Para Eduardo Rosman, Ricardo Buchpiguel e Thiago Paura, do BTG Pactual, o papel das renegociações de dívidas no controle da inadimplência é um ponto que exige atenção, e com desempenho acima dos pares, a ação do Santander tem espaço para correção. "Permanecemos positivos em papéis dos bancos brasileiros, mas o Santander seria nosso 'caixa' para o setor."

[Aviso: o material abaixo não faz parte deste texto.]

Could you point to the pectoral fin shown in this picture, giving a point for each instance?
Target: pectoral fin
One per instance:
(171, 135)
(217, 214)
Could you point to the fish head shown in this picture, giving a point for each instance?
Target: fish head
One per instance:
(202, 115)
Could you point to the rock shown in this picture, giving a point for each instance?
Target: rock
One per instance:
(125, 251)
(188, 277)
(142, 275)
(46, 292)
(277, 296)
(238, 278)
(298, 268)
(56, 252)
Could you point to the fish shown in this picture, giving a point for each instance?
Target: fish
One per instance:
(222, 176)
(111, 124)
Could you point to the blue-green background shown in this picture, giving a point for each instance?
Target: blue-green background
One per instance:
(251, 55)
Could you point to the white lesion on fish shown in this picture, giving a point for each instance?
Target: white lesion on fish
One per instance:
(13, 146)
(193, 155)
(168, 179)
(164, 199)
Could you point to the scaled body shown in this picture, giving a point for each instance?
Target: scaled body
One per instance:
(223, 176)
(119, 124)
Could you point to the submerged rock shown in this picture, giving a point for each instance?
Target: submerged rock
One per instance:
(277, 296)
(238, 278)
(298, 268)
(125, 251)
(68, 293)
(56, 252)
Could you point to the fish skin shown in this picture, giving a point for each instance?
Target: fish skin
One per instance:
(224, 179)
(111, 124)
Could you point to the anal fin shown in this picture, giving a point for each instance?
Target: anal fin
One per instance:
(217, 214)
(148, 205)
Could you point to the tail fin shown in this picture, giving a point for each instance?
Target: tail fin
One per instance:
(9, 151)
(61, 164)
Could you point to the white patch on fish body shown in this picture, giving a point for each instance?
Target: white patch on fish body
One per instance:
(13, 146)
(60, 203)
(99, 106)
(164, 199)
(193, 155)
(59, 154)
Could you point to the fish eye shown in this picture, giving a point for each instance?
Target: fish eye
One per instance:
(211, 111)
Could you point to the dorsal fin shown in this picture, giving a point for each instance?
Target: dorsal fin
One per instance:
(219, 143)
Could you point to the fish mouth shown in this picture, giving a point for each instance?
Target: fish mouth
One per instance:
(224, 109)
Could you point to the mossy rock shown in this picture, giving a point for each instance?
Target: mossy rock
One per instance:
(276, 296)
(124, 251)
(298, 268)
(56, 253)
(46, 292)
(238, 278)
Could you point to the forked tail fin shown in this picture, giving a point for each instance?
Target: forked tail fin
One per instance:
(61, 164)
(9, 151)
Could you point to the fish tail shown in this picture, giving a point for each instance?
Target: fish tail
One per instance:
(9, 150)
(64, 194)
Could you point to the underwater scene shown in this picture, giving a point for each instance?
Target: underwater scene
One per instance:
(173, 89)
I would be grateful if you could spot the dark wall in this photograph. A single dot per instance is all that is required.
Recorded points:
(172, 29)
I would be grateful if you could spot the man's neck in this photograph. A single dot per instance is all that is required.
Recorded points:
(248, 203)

O custo de crédito do Santander no Brasil, de 3,94%, foi o maior do Grupo em todo o mundo. Mas, no outro lado da moeda, a filial brasileira voltou a ser a de maior lucro do conglomerado, ultrapassando o Santander americano, beneficiado pela valorização do dólar em 2021. No primeiro trimestre, o Brasil também foi campeão de receitas, com montante maior que o de todas as operações da América do Norte somadas.

Margens

No cara e coroa do risco, a opção por empréstimos mais arriscados e também mais rentáveis fez a margem do Santander com clientes crescer cerca de 30% em um ano, para R$ 13,854 bilhões. Santodomingo afirmou que a maior fidelização também contribuiu para o salto, bem como o aumento da base, que chegou a 54,8 milhões de clientes.

"Na ponta inversa, o banco teve um bom crescimento na margem com clientes (+13% em um trimestre e de +30% em um ano), dado que o mix melhor e bons resultados no financiamento levaram a spreads (diferença entre custo e captação e juros cobrados nos empréstimos) maiores", comentaram Tito Labarta, Tiago Binsfeld, Beatriz Abreu e Nicholas Walker, do Goldman Sachs.

O bom desempenho com os clientes compensou a forte queda no resultado da tesouraria do banco, que caiu 97% no comparativo anual, para R$ 84 milhões. A Selic foi a vilã do resultado, não só por ter subido, mas por ter subido muito rápido.

"Se a alta da Selic fosse de um ponto porcentual por trimestre, o impacto na tesouraria seria muito menor, porque a alta tem sido de um ponto por Copom", afirmou Leão aos jornalistas. Ele destacou, por outro lado, que a tesouraria do Santander mudou de foco nos últimos anos: deixou de atuar no viés proprietário para trabalhar com recursos dos clientes de todos os portes.